Cascading upper bounds for triangle soup Pompeiu-Hausdorff distance
Leonardo Sacht, Alec Jacobson
TL;DR
This work tackles efficient approximation of the Pompeiu-Hausdorff distance $h(A,B)$ between triangle soups in $\mathbb{R}^3$ using a branch-and-bound framework augmented by a cascade of four upper bounds. The key idea is to discard triangles with upper bounds below a global lower bound, while refining remaining triangles through subdivision, with a priority queue guiding processing by the largest upper bounds; three of the four upper bounds are novel and tailored for different geometric configurations, including thin triangles. Across thousands of mesh pairs, the proposed ordering of bounds yields substantial speedups over prior accurate methods, achieving tolerance-bound estimates far faster on average, particularly in near-zero distance regimes. The work provides an open-source implementation and discusses limitations, potential preprocessing steps, and avenues for future work, including GPU acceleration and extensions to the symmetric distance $H(A,B)$.
Abstract
We propose a new method to accurately approximate the Pompeiu-Hausdorff distance from a triangle soup A to another triangle soup B up to a given tolerance.
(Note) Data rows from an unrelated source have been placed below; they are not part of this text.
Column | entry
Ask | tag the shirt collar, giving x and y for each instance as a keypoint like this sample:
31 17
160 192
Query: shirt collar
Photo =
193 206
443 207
Based on lower and upper bound computations, we discard triangles from A that do not contain the maximizer of the distance to B and subdivide the others for further processing. In contrast to previous methods, we use four upper bounds instead of only one, three of which newly proposed by us. Many triangles are discarded using the simpler bounds, while the most difficult cases are dealt with by the other bounds. Exhaustive testing determines the best ordering of the four upper bounds. A collection of experiments shows that our method is faster than all previous accurate methods in the literature.